Trading stations in the world can sell players blocks, issue missions, and buy resources from players. Players can also sell resources with "delivery cannons" which blast resources into orbit where they are supposedly collected.

Multiple factions (called Corporations) exist in the game world, each having a distinctive style of blocks and associated playstyle. For example, GSO has starter-grade parts that don't have particular strength; GeoCorp focuses on heavy structures and mining technology, but doesn't produce ranged weapons; Venture produces light, high-speed vehicles; Hawkeye is focused on combat, providing superior weapons and armour; Better Future has a focus on futuristic technology, like advanced movement parts, control blocks and versatile weapons; and Reticule Research provides experimental weapons and equipment. The player is free to use blocks from all corporations in a single vehicle.

Several modes are available:
- Campaign: a loose storyline in which the player is an interplanetary prospector tasked to gather resources for famished Earth. The player starts with a cab and a handful of GSO blocks on a procedurally generated map, fighting rival prospectors and taking their blocks, unlocking and upgrading licenses of various factions which enable them to acquire higher-level blocks. In this mode, resources and blocks can be sold for the in-game currency "Block Bucks" and spent for purchasing new blocks.
- Creative: unlimited blocks and optional enemies, for building and testing constructions without having to acquire resources.
- Sumo: tech versus tech battles in an arena.
It is also possible to play online with other players.

== Development ==
The developers worked the concept into a playable demo in 2014 and presented it at indie games shows such as Rezzed, as well as actively promoted it through Steam, IndieDB, Twitch and other web platforms. A successful Kickstarter crowdfunding campaign followed after which an open beta was released as early access on the Steam platform. After a protracted development period, the version 1.0 was officially released in August 2018.

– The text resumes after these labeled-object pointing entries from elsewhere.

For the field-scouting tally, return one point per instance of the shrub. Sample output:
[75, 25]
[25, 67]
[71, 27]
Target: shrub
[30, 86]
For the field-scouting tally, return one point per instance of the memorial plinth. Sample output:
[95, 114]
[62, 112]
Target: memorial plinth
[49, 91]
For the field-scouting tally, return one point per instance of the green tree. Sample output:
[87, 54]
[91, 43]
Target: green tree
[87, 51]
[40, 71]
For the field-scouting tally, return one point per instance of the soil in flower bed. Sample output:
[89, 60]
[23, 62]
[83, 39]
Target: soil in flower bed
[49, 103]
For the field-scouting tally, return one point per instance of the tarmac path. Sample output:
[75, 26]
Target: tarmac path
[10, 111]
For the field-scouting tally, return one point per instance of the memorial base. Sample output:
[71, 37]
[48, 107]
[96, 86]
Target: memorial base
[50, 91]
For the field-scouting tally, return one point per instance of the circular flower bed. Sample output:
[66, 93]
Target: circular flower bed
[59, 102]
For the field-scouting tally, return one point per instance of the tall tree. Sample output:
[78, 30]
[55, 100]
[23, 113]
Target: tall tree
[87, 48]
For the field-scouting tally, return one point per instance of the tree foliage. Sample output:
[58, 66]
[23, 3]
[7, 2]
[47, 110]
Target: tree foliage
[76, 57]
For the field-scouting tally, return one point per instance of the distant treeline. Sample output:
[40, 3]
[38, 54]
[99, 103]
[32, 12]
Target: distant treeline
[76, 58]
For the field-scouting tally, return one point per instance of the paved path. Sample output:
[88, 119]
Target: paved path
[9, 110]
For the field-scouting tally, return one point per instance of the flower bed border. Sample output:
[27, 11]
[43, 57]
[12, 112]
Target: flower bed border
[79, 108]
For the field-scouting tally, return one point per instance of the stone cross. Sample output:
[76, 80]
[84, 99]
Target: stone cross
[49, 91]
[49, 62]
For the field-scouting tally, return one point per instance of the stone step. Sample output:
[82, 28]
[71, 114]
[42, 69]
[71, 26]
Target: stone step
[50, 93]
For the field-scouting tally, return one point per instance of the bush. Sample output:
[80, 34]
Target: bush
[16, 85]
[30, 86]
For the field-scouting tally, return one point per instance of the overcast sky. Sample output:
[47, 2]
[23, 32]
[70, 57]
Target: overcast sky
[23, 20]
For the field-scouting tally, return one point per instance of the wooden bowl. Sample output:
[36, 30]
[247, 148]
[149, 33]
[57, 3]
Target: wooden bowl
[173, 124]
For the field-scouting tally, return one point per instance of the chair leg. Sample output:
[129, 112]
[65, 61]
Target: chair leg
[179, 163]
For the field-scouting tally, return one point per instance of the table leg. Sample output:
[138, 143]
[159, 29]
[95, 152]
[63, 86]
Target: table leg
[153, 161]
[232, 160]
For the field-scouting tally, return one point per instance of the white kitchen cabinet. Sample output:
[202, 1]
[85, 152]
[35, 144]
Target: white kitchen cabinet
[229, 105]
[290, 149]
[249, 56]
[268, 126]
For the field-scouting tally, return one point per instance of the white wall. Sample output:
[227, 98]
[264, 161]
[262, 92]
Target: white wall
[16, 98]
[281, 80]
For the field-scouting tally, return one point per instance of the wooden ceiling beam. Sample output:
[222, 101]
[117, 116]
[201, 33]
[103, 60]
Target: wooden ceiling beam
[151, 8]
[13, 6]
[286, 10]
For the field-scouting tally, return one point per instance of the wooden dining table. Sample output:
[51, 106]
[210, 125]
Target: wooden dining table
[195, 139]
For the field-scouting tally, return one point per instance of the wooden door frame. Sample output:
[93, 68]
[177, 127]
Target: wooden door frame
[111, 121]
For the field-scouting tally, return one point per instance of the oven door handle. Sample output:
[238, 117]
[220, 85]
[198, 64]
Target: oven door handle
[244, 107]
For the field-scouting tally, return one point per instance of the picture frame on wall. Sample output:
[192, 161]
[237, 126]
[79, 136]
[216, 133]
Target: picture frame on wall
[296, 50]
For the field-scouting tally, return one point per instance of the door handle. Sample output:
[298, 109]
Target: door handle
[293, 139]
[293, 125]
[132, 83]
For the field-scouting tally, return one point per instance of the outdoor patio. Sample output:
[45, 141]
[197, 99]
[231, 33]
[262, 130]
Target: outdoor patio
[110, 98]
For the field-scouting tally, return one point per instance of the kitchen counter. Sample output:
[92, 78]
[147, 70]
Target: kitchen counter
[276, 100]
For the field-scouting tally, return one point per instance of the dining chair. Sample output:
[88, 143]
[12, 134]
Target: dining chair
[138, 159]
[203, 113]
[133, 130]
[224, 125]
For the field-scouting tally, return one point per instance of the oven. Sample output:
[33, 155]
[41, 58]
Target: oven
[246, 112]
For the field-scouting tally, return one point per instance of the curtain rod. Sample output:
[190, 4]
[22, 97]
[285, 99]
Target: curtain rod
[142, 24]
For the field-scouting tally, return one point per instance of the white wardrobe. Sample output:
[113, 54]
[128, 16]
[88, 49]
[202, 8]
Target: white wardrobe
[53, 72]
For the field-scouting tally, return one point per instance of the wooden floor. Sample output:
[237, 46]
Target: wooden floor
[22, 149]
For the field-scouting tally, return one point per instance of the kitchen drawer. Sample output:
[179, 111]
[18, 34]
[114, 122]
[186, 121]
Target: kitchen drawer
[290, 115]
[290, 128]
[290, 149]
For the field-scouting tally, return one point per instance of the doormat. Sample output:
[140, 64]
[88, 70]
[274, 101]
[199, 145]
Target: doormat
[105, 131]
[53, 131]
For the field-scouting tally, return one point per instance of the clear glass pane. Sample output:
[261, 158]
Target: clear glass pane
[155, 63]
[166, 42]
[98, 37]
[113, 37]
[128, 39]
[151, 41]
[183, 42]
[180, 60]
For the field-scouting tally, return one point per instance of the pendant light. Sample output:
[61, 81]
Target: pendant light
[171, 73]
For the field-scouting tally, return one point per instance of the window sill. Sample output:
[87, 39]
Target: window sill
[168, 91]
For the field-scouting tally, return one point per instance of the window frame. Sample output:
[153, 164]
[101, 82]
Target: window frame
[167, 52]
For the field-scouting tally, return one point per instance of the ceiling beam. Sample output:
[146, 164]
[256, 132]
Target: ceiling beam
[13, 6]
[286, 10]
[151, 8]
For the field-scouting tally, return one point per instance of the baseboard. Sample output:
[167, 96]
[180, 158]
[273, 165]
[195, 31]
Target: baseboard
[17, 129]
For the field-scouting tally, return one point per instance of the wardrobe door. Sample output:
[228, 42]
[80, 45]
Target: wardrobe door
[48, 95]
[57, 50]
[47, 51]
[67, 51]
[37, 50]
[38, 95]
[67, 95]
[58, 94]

Despite being released, the game remains in active development, and several major new features are planned.

== Reception ==

"TerraTech is Digital LEGO Technic With Guns"
— Leon Hurley, Kotaku

Reviewers compared the gameplay to playing with Lego bricks, which they considered exciting and invoking of childhood memories. User interface, controls, and the game AI, on the other hand, were less commended. The reviewer for AbsoluteXbox was particularly critical of unintuitive camera controls, clumsy driving performance, and frustrating combat in the Xbox version.

== TerraTech Worlds ==
In March 2024, Payload released TerraTech Worlds in early access as a successor to and a "reimagining of" the original TerraTech release. The studio received funding from Tencent and used Unreal Engine 5. The game will include co-op and PvE game modes from the start, and also feature solo and offline play.

Payload laid off 25 employees in August 2024 but maintained that TerraTech and TerraTech Worlds would continue to be updated and maintained without interruption.